Industry Ministry intends to increase trade to reach 45% of GDP by 2020

Shaimaa Al-Aees
4 Min Read

In Egypt’s trade policy review meeting held Tuesday in Geneva, Switzerland at the World Trade Organisation (WTO) headquarters, Egypt’s Industry and Trade Minister Tarek Kabil said Egypt has made great efforts to ensure the integration of the Egyptian economy with the world economy.

The minister noted that trade in goods and services contributed about 33.5% of GDP during 2016, pointing out that the Egyptian government aims to increase this to 45% by 2020.

Egypt’s near-term trade policy objectives seek to ensure that exports contribute to 25% of the annual GDP growth rate, that exports increase year-over-year by at least 10%, and that the balance of trade deficit is reduced to 4% of GDP by 2030, according to Egypt’s report sent to the WTO secretariat.

In the report, Egypt said that tariffs constituted around 1% of Egypt’s total revenues in 2016, reflecting one measure of Egypt’s openness to international trade.

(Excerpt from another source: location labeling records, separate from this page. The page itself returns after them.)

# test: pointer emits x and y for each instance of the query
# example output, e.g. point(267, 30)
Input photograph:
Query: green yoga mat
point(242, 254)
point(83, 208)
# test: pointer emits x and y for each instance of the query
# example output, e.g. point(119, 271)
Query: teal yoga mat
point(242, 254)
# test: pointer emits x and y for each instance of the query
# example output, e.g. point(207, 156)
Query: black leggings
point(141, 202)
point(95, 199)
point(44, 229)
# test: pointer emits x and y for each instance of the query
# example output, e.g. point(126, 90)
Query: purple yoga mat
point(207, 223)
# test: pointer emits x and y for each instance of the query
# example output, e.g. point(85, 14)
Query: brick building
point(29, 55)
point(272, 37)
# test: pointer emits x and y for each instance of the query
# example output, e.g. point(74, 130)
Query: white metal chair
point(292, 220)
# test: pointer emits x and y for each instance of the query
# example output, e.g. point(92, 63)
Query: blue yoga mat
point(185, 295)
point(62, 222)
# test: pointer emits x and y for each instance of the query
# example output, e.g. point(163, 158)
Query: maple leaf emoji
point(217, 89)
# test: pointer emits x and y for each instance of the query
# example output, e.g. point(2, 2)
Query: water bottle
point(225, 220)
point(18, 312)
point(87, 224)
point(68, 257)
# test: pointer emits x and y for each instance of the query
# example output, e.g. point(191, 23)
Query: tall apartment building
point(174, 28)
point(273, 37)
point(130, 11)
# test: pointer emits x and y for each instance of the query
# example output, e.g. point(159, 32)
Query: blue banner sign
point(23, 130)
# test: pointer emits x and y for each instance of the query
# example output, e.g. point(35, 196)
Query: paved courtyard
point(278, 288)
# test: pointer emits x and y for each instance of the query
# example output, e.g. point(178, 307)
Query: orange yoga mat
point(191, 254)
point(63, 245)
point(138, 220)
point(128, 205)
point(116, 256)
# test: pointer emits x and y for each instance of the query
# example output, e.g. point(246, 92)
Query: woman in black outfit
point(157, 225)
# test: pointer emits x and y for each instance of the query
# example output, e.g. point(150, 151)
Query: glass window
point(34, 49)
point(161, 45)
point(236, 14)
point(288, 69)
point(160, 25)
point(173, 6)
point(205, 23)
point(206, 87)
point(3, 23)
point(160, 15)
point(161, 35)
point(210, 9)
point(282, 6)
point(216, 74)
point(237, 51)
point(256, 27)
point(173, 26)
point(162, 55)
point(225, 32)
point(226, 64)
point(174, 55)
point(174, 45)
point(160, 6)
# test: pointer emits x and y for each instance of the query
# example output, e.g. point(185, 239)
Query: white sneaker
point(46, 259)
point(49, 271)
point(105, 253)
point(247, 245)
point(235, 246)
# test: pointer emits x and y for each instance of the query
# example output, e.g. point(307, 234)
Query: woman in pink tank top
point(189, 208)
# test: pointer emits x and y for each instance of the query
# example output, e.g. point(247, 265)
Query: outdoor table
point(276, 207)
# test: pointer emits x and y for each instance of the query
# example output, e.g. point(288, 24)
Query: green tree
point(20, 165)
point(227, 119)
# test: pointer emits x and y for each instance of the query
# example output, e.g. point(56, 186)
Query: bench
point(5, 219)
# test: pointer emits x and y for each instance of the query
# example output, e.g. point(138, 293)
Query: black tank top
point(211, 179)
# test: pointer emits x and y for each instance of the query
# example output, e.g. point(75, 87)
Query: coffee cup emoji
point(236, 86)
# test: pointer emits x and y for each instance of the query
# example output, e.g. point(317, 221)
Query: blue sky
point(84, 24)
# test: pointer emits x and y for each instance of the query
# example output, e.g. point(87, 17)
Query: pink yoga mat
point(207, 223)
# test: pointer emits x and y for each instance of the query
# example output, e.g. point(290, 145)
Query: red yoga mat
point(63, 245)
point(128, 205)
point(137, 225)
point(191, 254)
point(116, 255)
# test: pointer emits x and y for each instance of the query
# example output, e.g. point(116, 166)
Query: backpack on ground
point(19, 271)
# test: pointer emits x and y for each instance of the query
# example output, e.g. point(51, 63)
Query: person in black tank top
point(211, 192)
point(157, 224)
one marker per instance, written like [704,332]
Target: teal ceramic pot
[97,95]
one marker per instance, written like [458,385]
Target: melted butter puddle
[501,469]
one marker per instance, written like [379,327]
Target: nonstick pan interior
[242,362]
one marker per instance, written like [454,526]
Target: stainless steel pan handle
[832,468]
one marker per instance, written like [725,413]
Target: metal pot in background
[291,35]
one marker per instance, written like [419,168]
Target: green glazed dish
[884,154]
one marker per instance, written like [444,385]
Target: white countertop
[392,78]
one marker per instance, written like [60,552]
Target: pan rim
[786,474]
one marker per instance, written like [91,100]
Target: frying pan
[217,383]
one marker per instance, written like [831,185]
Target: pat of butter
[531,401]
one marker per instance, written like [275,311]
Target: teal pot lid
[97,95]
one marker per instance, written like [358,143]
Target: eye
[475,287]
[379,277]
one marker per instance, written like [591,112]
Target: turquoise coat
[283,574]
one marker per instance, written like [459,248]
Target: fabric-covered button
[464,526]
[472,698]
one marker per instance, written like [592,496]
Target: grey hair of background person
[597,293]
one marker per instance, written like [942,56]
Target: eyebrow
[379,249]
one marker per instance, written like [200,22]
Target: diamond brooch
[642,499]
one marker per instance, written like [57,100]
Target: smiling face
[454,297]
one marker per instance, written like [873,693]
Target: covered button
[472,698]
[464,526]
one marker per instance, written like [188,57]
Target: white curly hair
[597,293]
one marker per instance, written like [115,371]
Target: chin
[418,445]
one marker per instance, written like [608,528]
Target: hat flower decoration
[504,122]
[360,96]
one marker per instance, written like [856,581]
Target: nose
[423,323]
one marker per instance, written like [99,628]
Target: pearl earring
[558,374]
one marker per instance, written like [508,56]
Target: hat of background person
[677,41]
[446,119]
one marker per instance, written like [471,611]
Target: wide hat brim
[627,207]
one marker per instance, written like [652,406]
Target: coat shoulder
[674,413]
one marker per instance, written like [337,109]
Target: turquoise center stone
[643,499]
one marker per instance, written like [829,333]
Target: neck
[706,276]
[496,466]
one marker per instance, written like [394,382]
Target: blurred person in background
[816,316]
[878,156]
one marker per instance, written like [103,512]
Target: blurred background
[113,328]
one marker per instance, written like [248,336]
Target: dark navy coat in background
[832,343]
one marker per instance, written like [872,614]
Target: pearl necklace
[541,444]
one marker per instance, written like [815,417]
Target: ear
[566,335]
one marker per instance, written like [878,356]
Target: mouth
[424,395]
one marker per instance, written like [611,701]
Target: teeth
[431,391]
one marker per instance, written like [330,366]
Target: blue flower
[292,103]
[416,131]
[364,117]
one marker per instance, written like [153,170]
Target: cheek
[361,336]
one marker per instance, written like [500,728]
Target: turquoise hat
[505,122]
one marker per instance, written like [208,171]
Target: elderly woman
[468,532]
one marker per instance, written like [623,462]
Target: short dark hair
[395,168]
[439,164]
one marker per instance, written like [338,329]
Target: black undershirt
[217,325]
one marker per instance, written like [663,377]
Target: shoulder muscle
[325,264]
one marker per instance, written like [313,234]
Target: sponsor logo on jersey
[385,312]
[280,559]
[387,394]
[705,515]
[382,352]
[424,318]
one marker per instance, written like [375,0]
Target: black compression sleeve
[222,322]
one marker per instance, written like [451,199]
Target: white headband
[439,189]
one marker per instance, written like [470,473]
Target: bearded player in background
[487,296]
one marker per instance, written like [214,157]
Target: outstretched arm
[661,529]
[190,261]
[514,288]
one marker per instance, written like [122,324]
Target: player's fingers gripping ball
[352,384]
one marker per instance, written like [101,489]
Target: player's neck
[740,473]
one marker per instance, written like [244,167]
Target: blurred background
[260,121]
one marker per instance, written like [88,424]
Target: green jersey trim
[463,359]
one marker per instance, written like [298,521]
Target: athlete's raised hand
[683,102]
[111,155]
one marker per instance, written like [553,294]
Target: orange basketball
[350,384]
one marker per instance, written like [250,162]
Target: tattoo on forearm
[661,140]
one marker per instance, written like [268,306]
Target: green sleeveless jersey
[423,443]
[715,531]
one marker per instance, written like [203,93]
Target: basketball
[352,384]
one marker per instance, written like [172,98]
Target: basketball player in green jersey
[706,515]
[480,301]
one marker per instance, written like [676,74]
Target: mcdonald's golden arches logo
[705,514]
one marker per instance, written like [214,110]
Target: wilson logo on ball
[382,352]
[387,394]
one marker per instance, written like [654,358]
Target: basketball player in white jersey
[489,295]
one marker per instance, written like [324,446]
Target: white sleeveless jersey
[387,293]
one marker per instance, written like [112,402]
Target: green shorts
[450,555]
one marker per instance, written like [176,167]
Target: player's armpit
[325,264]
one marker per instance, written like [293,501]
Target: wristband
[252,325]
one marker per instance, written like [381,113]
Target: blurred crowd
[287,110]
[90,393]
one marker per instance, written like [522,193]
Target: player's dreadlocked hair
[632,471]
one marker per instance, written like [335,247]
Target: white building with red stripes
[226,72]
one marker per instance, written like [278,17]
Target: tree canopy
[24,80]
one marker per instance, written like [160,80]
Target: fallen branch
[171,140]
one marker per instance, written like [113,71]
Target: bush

“Egypt has not filed any complaints within the WTO nor been a respondent on any dispute since 2011,” the report read.  “Egypt is firmly committed to the WTO and the multilateral trading system, to its rules frameworks, and to its objectives, including those objectives that recognise that international economic relations in general—and specifically, international trade—are intended to raise standards of living and increase employment, as is enshrined in the Marrakesh Agreement.

The report pointed out that Egypt has notified six bilateral and regional arrangements since membership in 1995. National policy looks favourably upon bilateral and regional arrangements when they yield a net positive impact on world trade.

Further, the report noted that other major developments since 2005 include a strengthening of the trade facilitation framework, the establishment of a system of economic courts, a Competition Authority, and a national Food Safety Authority.

Egypt said that the primary economic policy objective by 2030 is to raise Egypt’s real per capita gross national income (GNI) classification from the lower-middle-income economy grouping to the higher-middle-income economy grouping. This objective is unlikely to be realised without Egypt’s deep and further engagement in international trade.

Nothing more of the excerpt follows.